There is an interesting note on the Google Webmaster Central Blog:

When we originally launched Sitemaps, we included support for the Open Archives Initiative Protocol for Metadata Harvesting (OAI-PMH) 2.0 protocol, an interoperability framework based on metadata harvesting. In the meantime, however, we've found that the information we gain from our support of OAI-PMH is disproportional to the amount of resources required to support it. Fewer than 200 sites are using OAI-PMH for Google Sitemaps at the moment.



In order to move forward with even better coverage of your websites, we have decided to support only the standard XML Sitemap format by May 2008. We are in the process of notifying sites using OAI-PMH to alert them of the change. [Official Google Webmaster Central Blog: Retiring support for OAI-PMH in Sitemaps]

Via Paul Walk, who remarks:

There are a few ways of looking at this. Perhaps ‘open access’ repositories are less concerned with Google rankings than the typical website owner. Perhaps the penetration of OAI-PMH in the world is still below any level that Google could find particularly interesting - certainly they never went to great lengths to advertise this support while it lasted. Clearly, Google have come to the end of a ‘trial period’ for their support for this protocol in their main indexing service. [paul walk’s weblog » Blog Archive » Google gives up on supporting OAI-PMH for Sitemaps]

Comments: 0

Apr 24, 2008
Dorothea Salo

Clunky, overengineered protocol used only by libraries loses out to fast-n-simple format created by a Big Kahuna.

I'm shocked.

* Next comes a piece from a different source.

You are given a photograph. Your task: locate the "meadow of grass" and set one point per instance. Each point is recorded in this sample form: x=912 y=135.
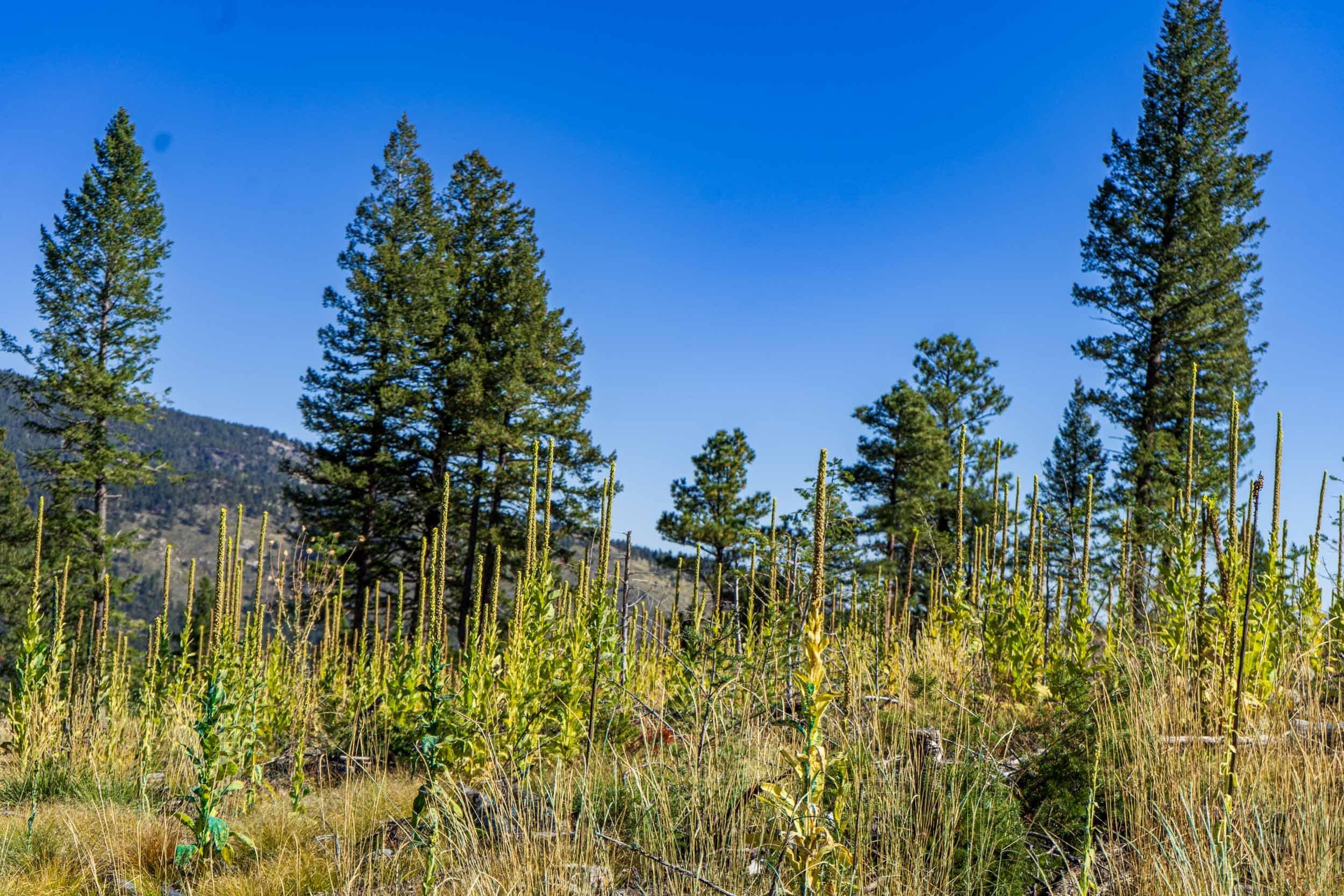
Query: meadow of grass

Shocked, I tell you. Who could have anticipated it?

Apr 24, 2008
Jonathan Rochkind

So... would it be easy to write a tool that produces a google XML sitemap for any OAI-PMH provider?

Apr 24, 2008
Dorothea Salo

There's been an unofficial Google Sitemap hack for DSpace for half of forever. The funny thing was when its use was recommended to keep Google crawlers from crashing DSpace installs.

Apr 30, 2008
Herbert Van de Sompel

Google actually never really used OAI-PMH, so there's not much news, here.
As to "used only by libraries", I note that the Linked Data community is coming up with creative approaches to leverage existing OAI-PMH infrastructure. And I also note that an illustrious web guru seems to quite like what he sees. I don't think I'll comment on the "clunky and overengineered" aspect of the protocol.